In training an image recognition model, it’s not uncommon to augment the data by cropping original images randomly. But if an image contains several objects, a cropped version may no longer match its label. Researchers developed a way to make sure random crops are labeled properly.
What’s new: Led by Sangdoo Yun, a team at Naver AI Lab developed ReLabel, a technique that labels any random crop of any image. They showcased their method on ImageNet.
Key insight: Earlier work used knowledge distillation: Given a randomly cropped image, a so-called student model learned from labels predicted by a teacher model. That approach requires that the teacher predict a label for each of many cropped versions of a given example. In this work, an image was divided into a grid, and the teacher predicted a label for each grid square, creating a map of regions and their labels that was used to determine a label for any given portion of the image. This way, the teacher could examine each example only once, making the process much more efficient.

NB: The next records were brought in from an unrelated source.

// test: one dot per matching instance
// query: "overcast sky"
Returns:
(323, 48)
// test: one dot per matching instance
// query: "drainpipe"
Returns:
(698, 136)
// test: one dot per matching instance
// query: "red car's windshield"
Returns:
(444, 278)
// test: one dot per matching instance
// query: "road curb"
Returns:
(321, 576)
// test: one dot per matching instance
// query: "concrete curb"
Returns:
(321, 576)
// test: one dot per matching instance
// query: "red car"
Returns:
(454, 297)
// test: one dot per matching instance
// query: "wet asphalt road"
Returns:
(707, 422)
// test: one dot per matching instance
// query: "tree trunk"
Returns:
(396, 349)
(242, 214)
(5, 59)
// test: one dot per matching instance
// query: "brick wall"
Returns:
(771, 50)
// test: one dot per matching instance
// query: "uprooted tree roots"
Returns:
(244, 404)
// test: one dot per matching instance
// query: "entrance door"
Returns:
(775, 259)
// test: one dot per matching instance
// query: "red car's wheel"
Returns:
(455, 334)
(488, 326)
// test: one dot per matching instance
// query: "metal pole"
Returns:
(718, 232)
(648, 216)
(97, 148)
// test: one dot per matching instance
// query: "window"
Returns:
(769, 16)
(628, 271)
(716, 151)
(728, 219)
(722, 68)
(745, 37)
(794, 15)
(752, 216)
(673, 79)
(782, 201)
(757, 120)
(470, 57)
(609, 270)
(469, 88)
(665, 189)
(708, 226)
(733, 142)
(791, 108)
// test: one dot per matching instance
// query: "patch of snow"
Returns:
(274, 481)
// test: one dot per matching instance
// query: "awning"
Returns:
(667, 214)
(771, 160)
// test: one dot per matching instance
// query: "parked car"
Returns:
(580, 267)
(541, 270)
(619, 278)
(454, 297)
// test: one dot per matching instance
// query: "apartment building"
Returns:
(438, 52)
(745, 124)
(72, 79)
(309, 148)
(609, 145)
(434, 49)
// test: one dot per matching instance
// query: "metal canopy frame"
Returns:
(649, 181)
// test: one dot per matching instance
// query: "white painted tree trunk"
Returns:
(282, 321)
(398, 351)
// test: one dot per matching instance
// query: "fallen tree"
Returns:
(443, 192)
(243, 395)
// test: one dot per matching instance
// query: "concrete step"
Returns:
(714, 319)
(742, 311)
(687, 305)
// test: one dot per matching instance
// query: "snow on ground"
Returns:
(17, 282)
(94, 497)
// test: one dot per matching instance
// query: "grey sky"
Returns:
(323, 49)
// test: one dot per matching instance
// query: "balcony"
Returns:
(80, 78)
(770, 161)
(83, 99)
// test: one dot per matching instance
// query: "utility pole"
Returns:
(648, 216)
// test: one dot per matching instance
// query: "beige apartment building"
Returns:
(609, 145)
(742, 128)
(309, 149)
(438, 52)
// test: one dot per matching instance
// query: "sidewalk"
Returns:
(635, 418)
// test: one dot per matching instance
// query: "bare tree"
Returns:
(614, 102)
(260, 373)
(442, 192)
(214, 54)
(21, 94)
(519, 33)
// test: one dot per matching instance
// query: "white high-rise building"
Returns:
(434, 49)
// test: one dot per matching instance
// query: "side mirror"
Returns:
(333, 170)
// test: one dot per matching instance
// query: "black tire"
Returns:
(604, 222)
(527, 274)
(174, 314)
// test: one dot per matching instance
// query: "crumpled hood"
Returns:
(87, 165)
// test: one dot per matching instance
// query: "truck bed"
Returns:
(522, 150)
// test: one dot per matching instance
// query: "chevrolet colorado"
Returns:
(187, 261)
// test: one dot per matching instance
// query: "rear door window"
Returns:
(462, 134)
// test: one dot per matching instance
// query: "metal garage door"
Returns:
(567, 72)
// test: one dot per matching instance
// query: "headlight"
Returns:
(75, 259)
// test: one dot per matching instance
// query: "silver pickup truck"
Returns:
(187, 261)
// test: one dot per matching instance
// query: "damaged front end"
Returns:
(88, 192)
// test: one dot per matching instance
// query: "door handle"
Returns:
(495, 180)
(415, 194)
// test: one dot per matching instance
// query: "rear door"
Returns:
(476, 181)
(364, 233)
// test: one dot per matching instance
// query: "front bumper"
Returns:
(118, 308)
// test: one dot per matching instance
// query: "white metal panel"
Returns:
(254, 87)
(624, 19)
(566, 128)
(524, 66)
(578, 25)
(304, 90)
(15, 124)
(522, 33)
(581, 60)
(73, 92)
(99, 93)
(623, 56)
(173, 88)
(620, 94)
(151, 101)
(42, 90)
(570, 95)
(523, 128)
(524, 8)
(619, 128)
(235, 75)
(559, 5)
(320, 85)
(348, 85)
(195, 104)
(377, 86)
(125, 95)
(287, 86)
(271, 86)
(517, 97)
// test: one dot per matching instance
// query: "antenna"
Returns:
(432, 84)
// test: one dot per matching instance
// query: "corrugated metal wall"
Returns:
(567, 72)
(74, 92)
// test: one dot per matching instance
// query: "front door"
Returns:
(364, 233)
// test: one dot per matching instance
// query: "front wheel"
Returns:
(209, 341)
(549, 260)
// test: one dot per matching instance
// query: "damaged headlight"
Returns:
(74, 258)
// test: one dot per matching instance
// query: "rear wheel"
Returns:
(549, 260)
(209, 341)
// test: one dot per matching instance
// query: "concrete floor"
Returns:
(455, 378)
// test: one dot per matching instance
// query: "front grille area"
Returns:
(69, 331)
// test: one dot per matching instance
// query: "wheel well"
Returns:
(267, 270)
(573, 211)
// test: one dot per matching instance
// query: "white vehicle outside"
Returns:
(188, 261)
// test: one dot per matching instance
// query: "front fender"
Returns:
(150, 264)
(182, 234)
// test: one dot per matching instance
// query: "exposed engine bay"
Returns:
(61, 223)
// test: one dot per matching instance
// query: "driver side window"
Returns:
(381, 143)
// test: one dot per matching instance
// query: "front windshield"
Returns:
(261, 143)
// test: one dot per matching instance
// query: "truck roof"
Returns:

How it works: The teacher was an EfficientNet-L2 that had been pretrained on Google’s JFT-300M dataset of 300 million images. The student was a ResNet-50.
- The authors removed the teacher’s final pooling layer, so the network would predict a label for each region in a 15×15 grid instead of one label for the whole image. They used the teacher to predict such a “label map” for every image in ImageNet.

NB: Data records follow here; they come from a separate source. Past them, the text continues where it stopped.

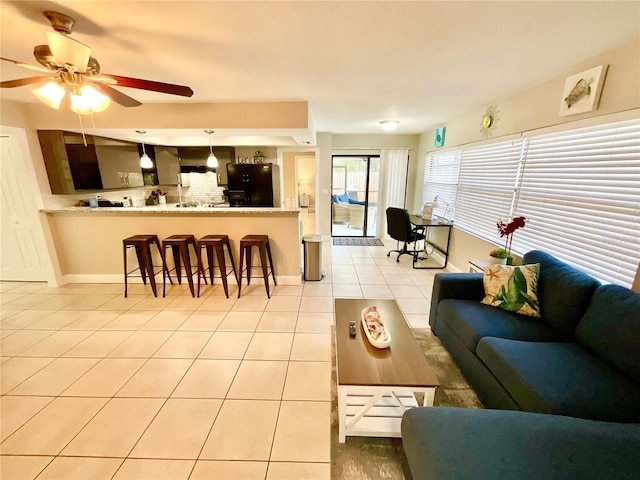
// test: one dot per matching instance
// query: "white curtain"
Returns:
(393, 185)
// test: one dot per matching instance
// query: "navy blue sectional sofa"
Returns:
(581, 360)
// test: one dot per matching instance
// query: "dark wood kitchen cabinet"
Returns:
(71, 165)
(119, 163)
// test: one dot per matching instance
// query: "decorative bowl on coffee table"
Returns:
(374, 327)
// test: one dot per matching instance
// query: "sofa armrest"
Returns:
(455, 443)
(462, 286)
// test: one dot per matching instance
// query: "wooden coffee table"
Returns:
(375, 387)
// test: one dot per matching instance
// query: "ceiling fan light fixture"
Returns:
(212, 161)
(388, 125)
(96, 100)
(51, 93)
(80, 104)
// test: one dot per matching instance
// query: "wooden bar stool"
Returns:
(262, 242)
(180, 248)
(142, 245)
(216, 243)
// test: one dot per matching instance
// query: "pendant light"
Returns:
(145, 161)
(212, 161)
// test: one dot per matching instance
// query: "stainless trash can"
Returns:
(312, 257)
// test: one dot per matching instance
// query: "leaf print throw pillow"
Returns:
(514, 289)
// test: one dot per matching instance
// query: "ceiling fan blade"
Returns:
(148, 85)
(21, 82)
(66, 50)
(115, 95)
(26, 65)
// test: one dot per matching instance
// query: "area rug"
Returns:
(369, 458)
(358, 242)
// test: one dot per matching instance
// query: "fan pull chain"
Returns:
(84, 138)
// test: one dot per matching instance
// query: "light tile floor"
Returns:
(95, 385)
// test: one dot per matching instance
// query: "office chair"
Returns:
(399, 228)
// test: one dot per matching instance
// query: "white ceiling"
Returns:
(355, 63)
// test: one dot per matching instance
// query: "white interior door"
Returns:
(23, 252)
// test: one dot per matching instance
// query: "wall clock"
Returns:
(488, 121)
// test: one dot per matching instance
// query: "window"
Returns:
(580, 190)
(441, 179)
(486, 186)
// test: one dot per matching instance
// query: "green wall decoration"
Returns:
(439, 140)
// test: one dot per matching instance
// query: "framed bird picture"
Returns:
(582, 91)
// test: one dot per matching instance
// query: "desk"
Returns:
(432, 241)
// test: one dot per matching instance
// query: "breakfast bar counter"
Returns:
(88, 241)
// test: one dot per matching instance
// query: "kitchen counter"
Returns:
(173, 208)
(88, 241)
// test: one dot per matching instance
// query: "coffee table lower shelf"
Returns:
(376, 411)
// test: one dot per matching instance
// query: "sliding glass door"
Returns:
(355, 184)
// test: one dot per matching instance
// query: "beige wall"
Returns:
(532, 109)
(289, 175)
(306, 173)
(241, 115)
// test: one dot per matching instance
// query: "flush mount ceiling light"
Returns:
(145, 161)
(389, 125)
(212, 161)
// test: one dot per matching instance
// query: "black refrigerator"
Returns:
(259, 182)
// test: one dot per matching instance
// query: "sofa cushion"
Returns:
(560, 378)
(443, 443)
(610, 328)
(564, 291)
(514, 289)
(471, 320)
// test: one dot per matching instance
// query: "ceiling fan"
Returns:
(78, 73)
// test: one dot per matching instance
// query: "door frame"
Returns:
(24, 177)
(367, 158)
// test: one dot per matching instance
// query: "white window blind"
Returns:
(486, 187)
(580, 190)
(441, 179)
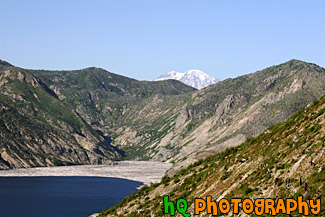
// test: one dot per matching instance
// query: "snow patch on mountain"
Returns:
(195, 78)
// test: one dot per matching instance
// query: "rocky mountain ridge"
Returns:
(284, 161)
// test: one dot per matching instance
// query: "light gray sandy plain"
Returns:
(142, 171)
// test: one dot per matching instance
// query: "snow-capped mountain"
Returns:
(195, 78)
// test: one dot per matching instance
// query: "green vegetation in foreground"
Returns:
(275, 164)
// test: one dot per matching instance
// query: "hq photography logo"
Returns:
(258, 206)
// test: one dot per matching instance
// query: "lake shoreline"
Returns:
(142, 171)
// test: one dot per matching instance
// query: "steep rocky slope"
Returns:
(168, 121)
(132, 113)
(285, 161)
(37, 129)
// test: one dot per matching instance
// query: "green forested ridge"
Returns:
(165, 120)
(279, 163)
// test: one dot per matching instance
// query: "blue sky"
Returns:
(143, 39)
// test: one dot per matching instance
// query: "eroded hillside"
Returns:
(285, 161)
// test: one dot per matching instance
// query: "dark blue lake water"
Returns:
(60, 196)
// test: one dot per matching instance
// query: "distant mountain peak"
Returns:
(194, 77)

- The researchers trained the student using random crops of images in ImageNet and their corresponding label maps. Given a cropped image, they used RoIAlign to find the regions within the label map that aligned with the crop and pooled the corresponding regions into a vector. Then they used softmax to turn the vector into the probability distribution that is the label.
Results: The researchers compared a ResNet-50 trained on ImageNet using their labels to one trained using the standard labels. The new labels improved test classification accuracy from 77.5 percent to 78.9 percent.
Why it matters: Images on social and photo-sharing sites tend to be labeled with tags, but a tag that reads, say, “ox” indicates only that an ox appears somewhere in the image. This approach could enable vision models to take better advantage of data sources like this.
We’re thinking: A bounding box around every object of interest would ameliorate the cropping problem — but such labels aren’t always easy to get.